LONDON — The message was not lost on the hundreds of guests at the Burberry catwalk show Monday night when they were greeted with glasses of sparkling wine rather than the champagne often offered at London Fashion Week.
It was Nyetimber, a superb (and pricy) English sparkling wine sometimes served by Queen Elizabeth II, rather than French champagne, as if to emphasize that the Burberry show would be a celebration of all things British, not an attempt to mimic the French or Italian approach to fashion.
Just as England’s wine growers believe global warming will make the chalky soil of the South Downs rival the finest French vineyards, so the people of Burberry believe the brand can shine most brightly by emphasizing its very British approach to style.
Instead of simply talking about its heritage, Burberry put it on display.
That’s why there were busts of famous Brits from Shakespeare to Queen Victoria to Alfred Hitchcock on display in the lavishly decorated Soho venue used for the show, along with displays of historical sketches, luxury wallpapers used by the brand in the past, photographs of young Winston Churchill and even a Burberry trench coat dating back to 1920, still usable and in vogue today.
This veritable orgy of Britishness picked up pace when the show began with dozens of outfits based on fanciful variations of the famous trench coat that creative director Christopher Bailey believes to be at the heart of the brand’s appeal. He calls the trench an article of clothing that transcends gender, which was of great use for a collection inspired by Virginia Woolf’s novel “Orlando,” about a poet who changes gender to become a woman.

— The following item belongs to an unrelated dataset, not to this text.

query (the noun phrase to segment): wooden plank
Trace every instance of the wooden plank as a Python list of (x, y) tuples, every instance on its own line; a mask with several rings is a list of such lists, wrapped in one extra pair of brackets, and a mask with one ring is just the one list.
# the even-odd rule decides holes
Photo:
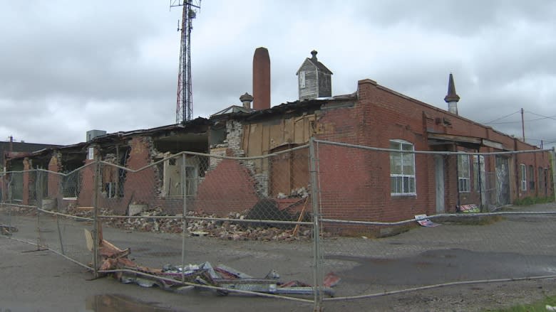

“I’ve always looked at the trench coat as something that is completely genderless,” he said after the show. “Men wear it. Women wear it, children wear it. It goes from real classicism, a very conservative look, to very edgy fashion and modern styles. I always use the trench coat as my starting point for everything, and I just felt with this collection, because of the book ‘Orlando,’ it all just seemed to come together.”
A beautifully printed edition of the book was given to each guest to emphasize its role in the collection.
“I was looking for this idea of fluidity of gender, fluidity of travel, and I love the poetry in ‘Orlando,'” Bailey said.
“Of course the book is one thing, then there’s the film which takes you on this magical tour of different worlds, different periods, sexuality, the way that we see the world, and it just resonated with this collection, in terms of celebrating the beautiful crafts and historical techniques we used to make the clothes and the way we’re using technology to communicate the ideas.”
The Burberry show, often a fashion week highlight, benefited from the decision to move it out of a rather anodyne tent in Hyde Park into a central London location where its craftsmen and women could be shown at work, turning out one-of-a-kind pieces, and treasures from the brand’s vaults could be displayed.